What united them, and distinguished them from their predecessors, was their passion for pagan art and culture – one need only think of the strong Neoplatonic vein characterising the humanist circle around the Medici.
This freedom from ecclesiastical constraints was made possible by the protection of new European rulers (including more than a few popes!) and by the economic and social prosperity that gradually spread in these years. Renaissance artists and intellectuals considered themselves superior to their medieval counterparts, too bound to religious dogma, and promoted a fundamental concept: the virtuous and rational man is at the centre of the universe, the measure of all things, the master of his own destiny and thus free from Divine Providence.
The Renaissance in art
In the arts, the first phase of this important renewal occurred between the late fourteenth and early fifteenth century and is generally known as the Early Renaissance. Its leading figures were Filippo Brunelleschi, Masaccio and Donatello, in architecture, painting and sculpture respectively.
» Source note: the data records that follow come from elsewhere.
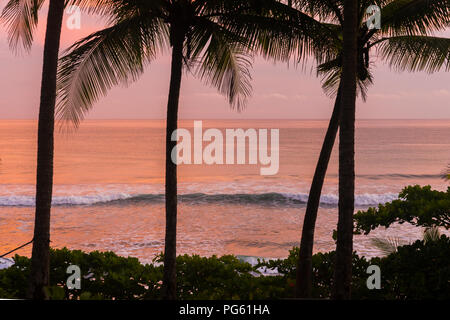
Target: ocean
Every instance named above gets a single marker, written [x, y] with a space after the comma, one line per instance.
[109, 185]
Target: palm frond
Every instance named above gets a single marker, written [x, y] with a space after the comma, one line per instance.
[431, 234]
[224, 61]
[95, 64]
[21, 19]
[388, 245]
[416, 53]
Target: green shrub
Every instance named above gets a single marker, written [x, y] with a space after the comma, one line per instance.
[417, 271]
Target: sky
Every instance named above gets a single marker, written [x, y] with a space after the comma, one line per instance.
[279, 91]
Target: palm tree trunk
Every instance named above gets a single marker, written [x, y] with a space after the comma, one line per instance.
[304, 266]
[40, 259]
[344, 248]
[169, 279]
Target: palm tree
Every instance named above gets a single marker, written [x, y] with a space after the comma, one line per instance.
[205, 38]
[21, 18]
[344, 244]
[405, 41]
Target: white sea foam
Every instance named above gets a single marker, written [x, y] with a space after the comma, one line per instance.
[279, 199]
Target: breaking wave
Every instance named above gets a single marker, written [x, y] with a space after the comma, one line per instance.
[275, 199]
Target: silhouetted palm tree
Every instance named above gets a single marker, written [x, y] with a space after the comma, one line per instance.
[21, 18]
[211, 39]
[405, 41]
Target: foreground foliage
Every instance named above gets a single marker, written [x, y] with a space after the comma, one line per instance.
[417, 271]
[420, 206]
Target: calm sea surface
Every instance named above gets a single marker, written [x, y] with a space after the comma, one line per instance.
[109, 185]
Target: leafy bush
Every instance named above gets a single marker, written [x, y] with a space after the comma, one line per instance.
[417, 271]
[417, 205]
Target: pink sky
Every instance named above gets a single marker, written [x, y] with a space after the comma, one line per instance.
[279, 92]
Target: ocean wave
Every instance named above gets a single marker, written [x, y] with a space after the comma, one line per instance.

Abandoning the late Gothic style, they recovered classical aesthetic canons and combined them with new studies in perspective, artistic anatomy and civil engineering.
During the fifteenth century, the innovative approach of these three fathers of the Renaissance began to spread among Florentine artists, including Sandro Botticelli and Piero del Pollaiolo, culminating in the works of Leonardo da Vinci, Michelangelo and Raffaello.
Leonardo, a man of boundless curiosity, with his studies in the most varied fields, perfectly embodied the ideal of the Renaissance intellectual. His works, though few, reveal his precocious and insatiable genius, capable of introducing absolute novelties such as sfumato.
Michelangelo’s sculptures seem to come to life, surpassing the ancient models in grandeur and realism: his David (1501–1504, Florence, Galleria dell’Accademia) still astonishes for its beauty and majesty.
Raffaello, the youngest of the three, after his apprenticeship with Perugino and mindful of the innovations of the two great masters, created paintings of unique grace, in which the human and the divine appear to coincide.
These three artists, who lived between the fifteenth and sixteenth centuries, represent the formal, intellectual and artistic peak of what is now called the High Renaissance, which paved the way for the subsequent artistic movement: Mannerism.